Comment aller vers un monde pluriel ? Ouvert à d'autres solutions ? Sans doute en puisant dans des boîtes à outils incontournables : écologisme (face à la crise climatique), marxisme (débarrassé de ses scories)…
Mais certainement aussi et peut être d'abord, en observant une alternative trop peu mise en lumière, celle de l'économie sociale au sens propre du terme, avec ses dimensions de propriété privée collective, de juste répartition des richesses créées et de solidarité, de gouvernance démocratique.
Cette alternative réelle au capitalisme est contestée tant par ceux qui ne croient qu'en l'entreprise avec « patron-propriétaire », que de l'autre côté par ceux qui rêvent encore de l'économie administrée, ou enfin de ceux qui considèrent qu'un vaste élargissement du compromis redistributif, au sein du capitalisme, suffit. Encore faut-il préciser les modalités exactes de financement de cet élargissement.
Une quatrième critique de l'alternative coopérative et mutualiste émane de ceux qui la considèrent comme une idée sympathique, mais qui, n'ayant pas percé, surtout médiatiquement, doit être rangée au musée des utopies. Cette dernière critique est peut être la plus dangereuse aujourd'hui, dans un médiasphère ou n'existe que ce qui est médiatisé.
Or, cette alternative de l'économie sociale est vivace et probante.
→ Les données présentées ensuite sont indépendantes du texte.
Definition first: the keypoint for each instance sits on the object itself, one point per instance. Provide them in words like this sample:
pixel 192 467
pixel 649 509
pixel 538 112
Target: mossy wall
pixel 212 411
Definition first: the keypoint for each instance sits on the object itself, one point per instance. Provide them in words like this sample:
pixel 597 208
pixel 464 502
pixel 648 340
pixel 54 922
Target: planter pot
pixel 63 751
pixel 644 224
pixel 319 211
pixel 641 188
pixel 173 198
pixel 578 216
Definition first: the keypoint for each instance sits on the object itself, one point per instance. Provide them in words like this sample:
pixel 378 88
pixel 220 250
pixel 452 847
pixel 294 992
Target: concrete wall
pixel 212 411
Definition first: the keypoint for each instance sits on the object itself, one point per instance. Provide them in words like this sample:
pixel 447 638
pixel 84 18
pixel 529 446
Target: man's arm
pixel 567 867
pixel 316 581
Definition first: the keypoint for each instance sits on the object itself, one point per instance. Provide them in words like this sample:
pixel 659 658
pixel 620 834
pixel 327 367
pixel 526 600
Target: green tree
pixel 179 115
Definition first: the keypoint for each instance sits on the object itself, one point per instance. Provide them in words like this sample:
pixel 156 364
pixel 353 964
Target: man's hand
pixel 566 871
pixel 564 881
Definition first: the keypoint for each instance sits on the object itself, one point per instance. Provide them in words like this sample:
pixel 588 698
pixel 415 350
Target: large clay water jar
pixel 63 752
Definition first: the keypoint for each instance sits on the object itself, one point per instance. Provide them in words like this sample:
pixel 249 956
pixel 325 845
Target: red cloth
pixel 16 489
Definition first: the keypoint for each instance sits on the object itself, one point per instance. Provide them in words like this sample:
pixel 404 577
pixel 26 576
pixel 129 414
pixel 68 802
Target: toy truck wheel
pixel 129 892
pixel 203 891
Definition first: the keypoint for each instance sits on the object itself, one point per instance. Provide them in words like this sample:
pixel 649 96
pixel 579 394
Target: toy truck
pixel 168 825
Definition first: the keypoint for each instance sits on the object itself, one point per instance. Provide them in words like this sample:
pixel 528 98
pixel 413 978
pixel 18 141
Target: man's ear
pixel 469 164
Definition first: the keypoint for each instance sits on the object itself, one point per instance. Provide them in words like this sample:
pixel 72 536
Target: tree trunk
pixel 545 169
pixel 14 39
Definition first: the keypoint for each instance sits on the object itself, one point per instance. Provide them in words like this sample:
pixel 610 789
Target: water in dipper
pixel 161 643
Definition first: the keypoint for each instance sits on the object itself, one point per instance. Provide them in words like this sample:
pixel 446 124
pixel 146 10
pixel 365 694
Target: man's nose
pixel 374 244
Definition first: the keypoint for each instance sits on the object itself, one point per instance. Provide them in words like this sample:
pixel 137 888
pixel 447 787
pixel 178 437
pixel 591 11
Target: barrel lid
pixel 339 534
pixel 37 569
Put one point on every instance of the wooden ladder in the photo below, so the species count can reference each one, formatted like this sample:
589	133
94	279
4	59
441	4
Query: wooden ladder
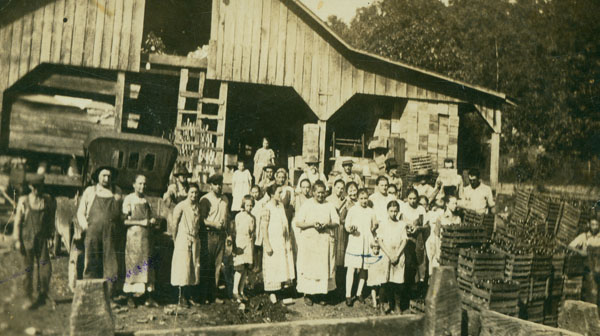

Elle concerne déjà des centaines de millions de personnes sur chaque continent à travers des mutuelles, coopératives, associations, communautés, « charities », fondations…
Elle semble particulièrement bien adaptée à une mondialisation exigeante où le sens du collectif dans l'effort doit trouver sa contrepartie dans la distribution équitable des revenus, gage de la réussite durable d'une économie soumise à des critères d'efficacité sociale, civique, environnementale.
Il faut en effet s'interroger sur l'articulation entre l'organisation sociale de la production et des échanges, et un mode de croissance qui intègre inévitablement le respect en tous points des femmes et des hommes quels qu'ils soient et celui de notre Terre-Patrie.
Il faut, là aussi, innover et notamment sortir du débat classique entre d'une part, une croissance du PIB dévoreuse d'énergie et d'environnement, décérébrante par son mode de promotion de la consommation, et d'autre part, une décroissance purificatrice.
C'est pourquoi nous avons créé, avec des économistes, sociologues, philosophes, entrepreneurs, un « Forum pour une autre économie ». Nous espérons ouvrir en son sein un cycle de débats pour imaginer ce que pourrait être une nouvelle économie à la fois citoyenne, sociale et environnementale.
Nous appelons d'ores-et-déjà tous ceux qui sont intéressés à participer aux colloques que nous allons organiser à partir d'octobre 2010, dans tous les domaines ou nous pensons pouvoir proposer une « autre » économie.